# Alterring a program

1. Jun 6, 2010

### philosafari

I found this code on my computer a while ago, and I want to adjust the algorithm so that I can have a zero pivot, whereas now the program will try to divide by zero and gives the #undef message that we all know and love. Is there another type of Gaussian Elimination that I can look into?

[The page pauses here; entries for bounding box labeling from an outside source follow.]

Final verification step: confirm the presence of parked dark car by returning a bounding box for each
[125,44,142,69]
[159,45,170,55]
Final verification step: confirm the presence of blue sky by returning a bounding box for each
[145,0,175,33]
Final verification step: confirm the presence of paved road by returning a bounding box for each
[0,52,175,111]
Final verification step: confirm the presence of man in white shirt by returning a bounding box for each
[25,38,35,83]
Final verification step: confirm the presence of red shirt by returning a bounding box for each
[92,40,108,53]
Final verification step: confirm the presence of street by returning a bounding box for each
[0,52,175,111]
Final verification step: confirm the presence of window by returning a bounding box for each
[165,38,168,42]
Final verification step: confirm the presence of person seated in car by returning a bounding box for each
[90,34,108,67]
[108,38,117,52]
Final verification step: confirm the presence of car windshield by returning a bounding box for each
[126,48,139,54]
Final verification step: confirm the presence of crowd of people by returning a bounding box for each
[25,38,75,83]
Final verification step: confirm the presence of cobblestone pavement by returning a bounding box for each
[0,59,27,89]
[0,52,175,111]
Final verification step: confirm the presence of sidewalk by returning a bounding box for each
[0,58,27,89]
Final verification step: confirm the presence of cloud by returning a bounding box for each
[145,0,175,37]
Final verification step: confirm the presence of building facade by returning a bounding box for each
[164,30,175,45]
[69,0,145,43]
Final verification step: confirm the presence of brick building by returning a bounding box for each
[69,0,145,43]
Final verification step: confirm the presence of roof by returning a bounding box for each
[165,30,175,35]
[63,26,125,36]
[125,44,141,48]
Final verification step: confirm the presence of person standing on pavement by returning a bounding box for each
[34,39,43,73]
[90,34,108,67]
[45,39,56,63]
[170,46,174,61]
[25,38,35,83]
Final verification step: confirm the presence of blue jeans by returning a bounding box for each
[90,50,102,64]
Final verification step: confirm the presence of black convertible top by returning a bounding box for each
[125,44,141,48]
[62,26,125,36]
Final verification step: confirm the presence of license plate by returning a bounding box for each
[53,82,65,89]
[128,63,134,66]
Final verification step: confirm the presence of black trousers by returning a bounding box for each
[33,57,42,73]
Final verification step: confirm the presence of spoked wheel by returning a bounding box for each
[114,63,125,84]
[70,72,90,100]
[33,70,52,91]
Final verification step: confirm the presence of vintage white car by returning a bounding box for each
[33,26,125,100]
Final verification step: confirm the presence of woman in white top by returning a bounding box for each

I only include the source code so that you can see what algorithm I'm currently using.
Code (Text):
#include <stdlib.h>
#include <iostream>
#include <iomanip>
#include <cmath>
#include <new>
using namespace std;

double** matrixAlloc(int, int);
double* vectorAlloc(int);
void matrixFree(double**, int);
void vectorFree(double*);
void matrixPrint(double**, int);
void vectorPrint(double*, int);

int main()
{
double** a;
double* b;
double x, sum, r;
int n;

cout <<  "******* gaussian elimination *******" << endl << endl;
cout << "Input number of equations n=" << endl;
cin >> n;

a = matrixAlloc(n, n);
b = vectorAlloc(n);

cout << "Input matrix coefficients a(i,j)=" << endl;
for ( int i = 0; i < n; i++)
for ( int j = 0; j < n; j++)
cin >> a[i][j];

cout << "Input right-hand side vector b(i)" << endl;
for (int i = 0; i < n; i++)
cin >> b[i];

cout << endl << endl;
cout << "Coefficient matrix A:" << endl;
matrixPrint(a, n);
cout << "Right-hand-side vector b:" << endl;
vectorPrint(b, n);

// convert to upper triangular form
for (int k=0;k<n-1;k++)
{
if ( fabs(a[k][k])>=1.e-6)
{
for (int i=k+1;i<n;i++)
{
x = a[i][k]/a[k][k];
for (int j=k+1;j<n;j++) a[i][j] = a[i][j] -a[k][j]*x;
b[i] = b[i] - b[k]*x;
}
}
}

// back substituti n
b[n-1]=b[n-1]/a[n-1][n-1];
for ( int i = n-2; i >= 0; i--)
{
sum = b[i];
for (int j = i+1; j < n; j++)
sum = sum - a[i][j]*b[j];
b[i] = sum/a[i][i];
}

cout << "Solution:" << endl;
vectorPrint(b, n);

matrixFree(a, n);
vectorFree(b);

cout << "Input \'q\' to quit ...\n";
cin >> r;
return 0;
}

double** matrixAlloc(int n, int m)
{
double** p;

try {
p = new double* [n];
for ( int i = 0; i < n; i++ )
p[i] = new double[m];
}
cout << "Exception occurred: "
<< e.what() << endl;
}

return p;
}

double* vectorAlloc(int n)
{
double* p;

try {
p = new double[n];
}
cout << "Exception occurred: "
<< e.what() << endl;
}

return p;
}

void matrixFree(double** p, int n)
{
for ( int i = 0; i < n; i++)
delete[] p[i];
delete[] p;
p = 0;
}

void vectorFree(double* p)
{
delete[] p;
p = 0;
}

void matrixPrint(double** p, int n)
{
for ( int i = 0; i < n; i++)
{
for ( int j = 0; j < n; j++)
cout << setiosflags(ios::showpoint | ios::fixed | ios::right)
<< setprecision(4)
<< setw(12) << p[i][j];
cout << endl;
}
}

void vectorPrint(double* p, int n)
{
for ( int i = 0; i < n; i++)
cout << setiosflags(ios::showpoint | ios::fixed | ios::right)
<< setprecision(4)
<< setw(12) << p[i];
cout << endl << endl;
}

2. Jun 7, 2010

### Bill Simpson

In the nested loops following
// convert to upper triangular form
ensure, if possible, that the k'th entry in the k'th row is nonzero.
One way this could be done, if possible, is by swapping a pair of rows.